A number of other places have also been suggested. One theory is that the battle was fought at Victory Memorial (Sigridsmynde), between Brännkyrka and Huddinge churches.

==Battle==
No reference to the battle were made by the contemporaries but it was mentioned in Swedish and Danish sources several years later.

===According to Swedish sources===
Swedes attempted the attack first during the daylight but the Danes were alerted by a sentry located around Långbro gård, Älvsjö so the attack failed. Consequently, the Danish army attacked the southern flank but the Swedes repelled the attack and eventually broke through their defense line. This coincided with the appearance of Swedish reinforcement as a part of the foot soldiers that were not yet involved into the battle and who intervened in the attack. In result the Danish front was dissolved and fled. During the escape Danish heavy cavalry was caught in the swamps. Sture took 300 prisoners with him in Stockholm. It is reported that 1600 farmers have remained on the battlefield.

It was believed that Gustav Vasa held the Swedish banner during the battle but this is now contested. On the other hand, he possibly participated in the battle, at least he was shortly afterwards among Sten Sture's troops.

===According to Danish sources===
The Danish historian Professor Allen writes: "The first Swedish attack was repulsed and at the second they were thrown away and was chased into the woods. During the persecution the Danish troops were disordered and divided into small clusters. Swedes took advantage of the situation. Under the coverage of the woods they gathered again and broke unexpectedly into a single attack. Danes could not withstand due to the disordered state, whereby they were. Especially the German soldiers were driven out in a quagmire or marsh, and found their death over there. The Danes retreated to Södermalm."

==Aftermath==
After the battle the Danes withdrew to their camp on Södermalm. After that negotiations were started and an agreement was reached on September 12, 1518 to set up a treaty for a new meeting in July 1519. After that Christian sailed away with the hostages he had before the negotiations.

The Swedish troops managed to capture hundreds of Union troops, at the cost of at least 1,000 of their own being killed.

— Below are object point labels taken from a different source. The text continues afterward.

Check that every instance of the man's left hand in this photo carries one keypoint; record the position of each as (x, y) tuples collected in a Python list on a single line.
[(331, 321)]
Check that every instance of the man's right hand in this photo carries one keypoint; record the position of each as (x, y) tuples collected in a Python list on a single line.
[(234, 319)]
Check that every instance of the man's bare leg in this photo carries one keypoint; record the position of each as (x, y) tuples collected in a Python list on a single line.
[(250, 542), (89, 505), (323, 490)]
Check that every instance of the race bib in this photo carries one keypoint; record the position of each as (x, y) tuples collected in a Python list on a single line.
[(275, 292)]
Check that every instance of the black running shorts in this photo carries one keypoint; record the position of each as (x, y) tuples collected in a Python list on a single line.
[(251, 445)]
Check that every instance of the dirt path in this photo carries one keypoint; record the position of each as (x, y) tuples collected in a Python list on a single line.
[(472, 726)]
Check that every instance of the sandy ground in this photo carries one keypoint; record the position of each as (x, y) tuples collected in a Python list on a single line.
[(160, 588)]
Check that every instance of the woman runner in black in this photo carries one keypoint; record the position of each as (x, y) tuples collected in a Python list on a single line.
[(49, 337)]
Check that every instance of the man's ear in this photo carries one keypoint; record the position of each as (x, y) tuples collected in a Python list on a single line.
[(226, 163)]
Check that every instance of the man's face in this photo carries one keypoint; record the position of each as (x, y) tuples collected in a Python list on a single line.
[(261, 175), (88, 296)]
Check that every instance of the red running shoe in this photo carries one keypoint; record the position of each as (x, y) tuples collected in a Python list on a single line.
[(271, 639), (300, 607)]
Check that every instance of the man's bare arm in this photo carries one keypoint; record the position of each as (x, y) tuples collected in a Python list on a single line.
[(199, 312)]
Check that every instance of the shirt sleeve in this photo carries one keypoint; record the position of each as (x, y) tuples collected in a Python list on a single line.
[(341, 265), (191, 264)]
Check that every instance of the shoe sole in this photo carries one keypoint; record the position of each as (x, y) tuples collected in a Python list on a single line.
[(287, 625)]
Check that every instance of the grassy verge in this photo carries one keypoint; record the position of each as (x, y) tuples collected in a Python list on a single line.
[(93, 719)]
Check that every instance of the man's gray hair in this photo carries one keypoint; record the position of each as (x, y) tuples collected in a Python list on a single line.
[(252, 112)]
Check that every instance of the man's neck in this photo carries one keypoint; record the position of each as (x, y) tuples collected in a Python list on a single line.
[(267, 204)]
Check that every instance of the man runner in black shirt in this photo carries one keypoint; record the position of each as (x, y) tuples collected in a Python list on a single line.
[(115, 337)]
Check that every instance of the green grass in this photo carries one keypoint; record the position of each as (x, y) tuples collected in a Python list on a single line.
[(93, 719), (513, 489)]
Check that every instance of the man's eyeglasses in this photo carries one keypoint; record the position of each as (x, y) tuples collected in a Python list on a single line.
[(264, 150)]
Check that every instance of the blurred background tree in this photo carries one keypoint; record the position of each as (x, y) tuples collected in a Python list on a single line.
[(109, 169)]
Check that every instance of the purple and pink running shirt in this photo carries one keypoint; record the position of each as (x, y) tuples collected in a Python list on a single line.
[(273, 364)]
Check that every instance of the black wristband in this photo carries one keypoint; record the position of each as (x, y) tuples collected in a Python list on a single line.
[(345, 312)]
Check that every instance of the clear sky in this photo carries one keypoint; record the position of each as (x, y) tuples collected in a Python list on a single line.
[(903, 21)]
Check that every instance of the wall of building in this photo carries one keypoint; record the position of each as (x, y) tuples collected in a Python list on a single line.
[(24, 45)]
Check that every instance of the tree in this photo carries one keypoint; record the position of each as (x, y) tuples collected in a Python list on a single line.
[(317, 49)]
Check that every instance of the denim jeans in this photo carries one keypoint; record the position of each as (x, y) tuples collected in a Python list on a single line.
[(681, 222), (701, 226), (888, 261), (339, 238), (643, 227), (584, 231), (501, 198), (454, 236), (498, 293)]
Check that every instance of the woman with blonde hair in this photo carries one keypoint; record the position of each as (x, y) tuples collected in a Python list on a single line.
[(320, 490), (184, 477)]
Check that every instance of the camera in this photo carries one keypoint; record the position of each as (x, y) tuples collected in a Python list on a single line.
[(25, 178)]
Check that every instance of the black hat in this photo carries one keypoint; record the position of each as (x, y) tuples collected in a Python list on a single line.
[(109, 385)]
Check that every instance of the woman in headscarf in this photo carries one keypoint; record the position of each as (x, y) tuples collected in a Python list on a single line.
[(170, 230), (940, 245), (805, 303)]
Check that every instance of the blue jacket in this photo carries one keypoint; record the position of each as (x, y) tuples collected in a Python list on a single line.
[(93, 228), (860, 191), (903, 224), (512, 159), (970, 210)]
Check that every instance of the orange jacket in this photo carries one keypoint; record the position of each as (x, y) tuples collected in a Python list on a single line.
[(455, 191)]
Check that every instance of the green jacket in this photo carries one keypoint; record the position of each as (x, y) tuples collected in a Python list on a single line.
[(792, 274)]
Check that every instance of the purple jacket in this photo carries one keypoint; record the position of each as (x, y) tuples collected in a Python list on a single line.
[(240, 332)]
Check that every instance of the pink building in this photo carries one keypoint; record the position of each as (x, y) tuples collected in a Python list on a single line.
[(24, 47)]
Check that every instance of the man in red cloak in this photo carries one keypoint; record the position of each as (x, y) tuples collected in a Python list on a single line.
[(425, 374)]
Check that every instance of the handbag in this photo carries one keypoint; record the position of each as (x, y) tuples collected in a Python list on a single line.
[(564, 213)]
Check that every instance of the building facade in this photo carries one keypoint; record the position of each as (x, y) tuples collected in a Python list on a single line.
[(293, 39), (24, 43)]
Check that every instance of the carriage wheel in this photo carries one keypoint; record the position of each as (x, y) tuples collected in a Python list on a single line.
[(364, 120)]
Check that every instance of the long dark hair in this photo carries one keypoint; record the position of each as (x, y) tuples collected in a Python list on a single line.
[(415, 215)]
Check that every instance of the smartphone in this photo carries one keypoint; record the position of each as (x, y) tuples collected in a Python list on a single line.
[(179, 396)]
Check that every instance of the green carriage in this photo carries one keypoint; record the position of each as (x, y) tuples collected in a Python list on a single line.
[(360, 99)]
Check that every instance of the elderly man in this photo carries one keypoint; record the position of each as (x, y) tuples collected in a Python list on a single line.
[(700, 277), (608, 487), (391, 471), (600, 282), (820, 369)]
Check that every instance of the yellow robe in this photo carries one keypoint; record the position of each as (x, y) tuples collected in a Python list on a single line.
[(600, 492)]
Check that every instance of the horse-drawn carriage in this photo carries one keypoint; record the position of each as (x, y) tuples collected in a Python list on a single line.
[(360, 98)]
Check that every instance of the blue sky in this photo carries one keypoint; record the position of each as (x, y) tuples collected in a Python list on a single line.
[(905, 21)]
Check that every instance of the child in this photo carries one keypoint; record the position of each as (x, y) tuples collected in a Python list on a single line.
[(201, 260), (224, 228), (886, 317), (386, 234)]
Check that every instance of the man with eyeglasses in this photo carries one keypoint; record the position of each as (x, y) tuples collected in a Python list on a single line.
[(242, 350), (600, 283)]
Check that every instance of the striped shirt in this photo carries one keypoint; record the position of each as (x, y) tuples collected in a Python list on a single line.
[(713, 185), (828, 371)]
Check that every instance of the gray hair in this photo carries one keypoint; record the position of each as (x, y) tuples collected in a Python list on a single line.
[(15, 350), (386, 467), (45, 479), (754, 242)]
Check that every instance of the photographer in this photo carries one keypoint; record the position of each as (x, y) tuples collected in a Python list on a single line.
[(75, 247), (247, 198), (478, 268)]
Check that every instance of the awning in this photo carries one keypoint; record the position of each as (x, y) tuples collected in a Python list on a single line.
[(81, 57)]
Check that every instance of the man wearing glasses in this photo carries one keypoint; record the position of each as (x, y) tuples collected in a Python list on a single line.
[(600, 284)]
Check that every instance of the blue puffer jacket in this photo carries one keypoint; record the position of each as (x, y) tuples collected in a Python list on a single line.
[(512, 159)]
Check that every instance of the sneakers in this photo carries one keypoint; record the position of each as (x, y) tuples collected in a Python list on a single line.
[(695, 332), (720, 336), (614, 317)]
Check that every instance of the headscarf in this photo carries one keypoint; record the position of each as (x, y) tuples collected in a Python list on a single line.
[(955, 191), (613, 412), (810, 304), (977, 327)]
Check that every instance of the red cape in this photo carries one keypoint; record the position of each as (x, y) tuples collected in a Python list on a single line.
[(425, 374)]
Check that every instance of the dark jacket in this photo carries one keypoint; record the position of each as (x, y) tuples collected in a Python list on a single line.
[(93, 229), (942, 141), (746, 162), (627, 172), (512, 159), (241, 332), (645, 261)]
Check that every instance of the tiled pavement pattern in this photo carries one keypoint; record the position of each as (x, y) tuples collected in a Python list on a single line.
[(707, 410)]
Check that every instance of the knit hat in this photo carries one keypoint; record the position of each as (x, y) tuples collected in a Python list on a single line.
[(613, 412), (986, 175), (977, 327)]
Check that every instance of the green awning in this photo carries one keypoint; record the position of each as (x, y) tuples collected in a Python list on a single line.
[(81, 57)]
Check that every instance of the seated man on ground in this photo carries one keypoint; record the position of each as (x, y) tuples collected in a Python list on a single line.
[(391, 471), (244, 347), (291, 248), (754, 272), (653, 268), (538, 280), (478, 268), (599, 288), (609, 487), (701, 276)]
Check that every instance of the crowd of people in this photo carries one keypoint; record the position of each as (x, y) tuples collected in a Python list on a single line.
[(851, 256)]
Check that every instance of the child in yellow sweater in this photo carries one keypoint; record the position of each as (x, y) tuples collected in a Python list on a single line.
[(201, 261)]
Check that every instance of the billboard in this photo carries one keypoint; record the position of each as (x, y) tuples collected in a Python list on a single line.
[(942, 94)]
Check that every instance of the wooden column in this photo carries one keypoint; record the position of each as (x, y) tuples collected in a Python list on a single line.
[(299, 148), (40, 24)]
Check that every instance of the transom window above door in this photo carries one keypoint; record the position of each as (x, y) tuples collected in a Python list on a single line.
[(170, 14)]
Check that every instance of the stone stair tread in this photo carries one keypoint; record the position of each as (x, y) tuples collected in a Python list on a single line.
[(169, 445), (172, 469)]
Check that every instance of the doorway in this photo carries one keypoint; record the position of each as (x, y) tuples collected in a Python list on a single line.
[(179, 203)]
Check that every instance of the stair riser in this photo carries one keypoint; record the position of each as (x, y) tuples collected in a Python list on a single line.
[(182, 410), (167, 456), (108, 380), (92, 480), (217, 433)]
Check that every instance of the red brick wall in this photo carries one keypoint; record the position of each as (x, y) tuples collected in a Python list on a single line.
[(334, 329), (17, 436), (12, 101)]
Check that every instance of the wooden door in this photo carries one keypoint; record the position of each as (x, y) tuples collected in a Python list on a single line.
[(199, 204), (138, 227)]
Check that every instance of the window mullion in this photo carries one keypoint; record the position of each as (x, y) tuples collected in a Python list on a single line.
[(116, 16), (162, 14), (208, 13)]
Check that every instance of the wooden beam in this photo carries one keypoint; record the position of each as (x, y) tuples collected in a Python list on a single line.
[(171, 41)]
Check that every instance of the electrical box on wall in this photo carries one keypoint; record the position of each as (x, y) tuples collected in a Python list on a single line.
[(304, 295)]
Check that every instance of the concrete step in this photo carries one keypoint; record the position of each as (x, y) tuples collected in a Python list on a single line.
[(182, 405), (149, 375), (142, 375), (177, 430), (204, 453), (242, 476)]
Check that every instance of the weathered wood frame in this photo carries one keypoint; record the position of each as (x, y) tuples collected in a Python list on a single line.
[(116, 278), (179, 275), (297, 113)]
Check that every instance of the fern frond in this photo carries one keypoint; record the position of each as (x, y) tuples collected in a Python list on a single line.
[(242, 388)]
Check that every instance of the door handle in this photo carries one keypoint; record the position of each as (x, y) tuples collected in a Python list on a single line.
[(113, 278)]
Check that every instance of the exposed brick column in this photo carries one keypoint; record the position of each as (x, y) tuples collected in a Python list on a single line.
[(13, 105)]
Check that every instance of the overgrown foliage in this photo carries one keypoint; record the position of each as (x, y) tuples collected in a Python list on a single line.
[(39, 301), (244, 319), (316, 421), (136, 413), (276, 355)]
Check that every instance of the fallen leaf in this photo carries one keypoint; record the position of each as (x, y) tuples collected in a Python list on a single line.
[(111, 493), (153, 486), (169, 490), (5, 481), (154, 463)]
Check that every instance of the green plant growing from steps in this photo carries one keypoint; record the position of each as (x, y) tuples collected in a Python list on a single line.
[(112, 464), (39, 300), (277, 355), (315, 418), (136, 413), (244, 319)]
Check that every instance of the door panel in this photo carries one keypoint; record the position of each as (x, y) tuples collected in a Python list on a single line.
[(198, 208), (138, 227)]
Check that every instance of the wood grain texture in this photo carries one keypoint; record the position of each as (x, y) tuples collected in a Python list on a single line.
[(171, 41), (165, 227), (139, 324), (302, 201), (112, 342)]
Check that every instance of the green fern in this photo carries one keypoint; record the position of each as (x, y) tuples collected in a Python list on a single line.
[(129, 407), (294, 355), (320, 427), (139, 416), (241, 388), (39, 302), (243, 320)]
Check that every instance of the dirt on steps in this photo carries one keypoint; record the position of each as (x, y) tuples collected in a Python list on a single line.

==References in arts and literature==
The Peder Svart's chronicle, written upon Gustav Vasa's request, gives the battle a major role in Gustav Vasa's life. And while the fact that he hold the Swedish banner during the battle is now considered as less likely, the battle is still represented as the first significant achievement of his.

In the Vasa Choir of Uppsala Cathedral there are seven frescoes painted by Johan Gustaf Sandberg between 1831 and 1838 that depict important events in Gustav Vasa's life, where the painting of the Battle of Brännkyrka with Gustav Vasa in the background is the first.

There are multiple references to the battle in literature where it is represented as a major event in Gustav Vasa's life. As well as in poetry and folk songs. One of the earliest references in 1800s it is mentioned in Geijer and Afzelius, Swedish Folk Songs in 1880, that begins with Swerighis menn achtar iagh att loffwa.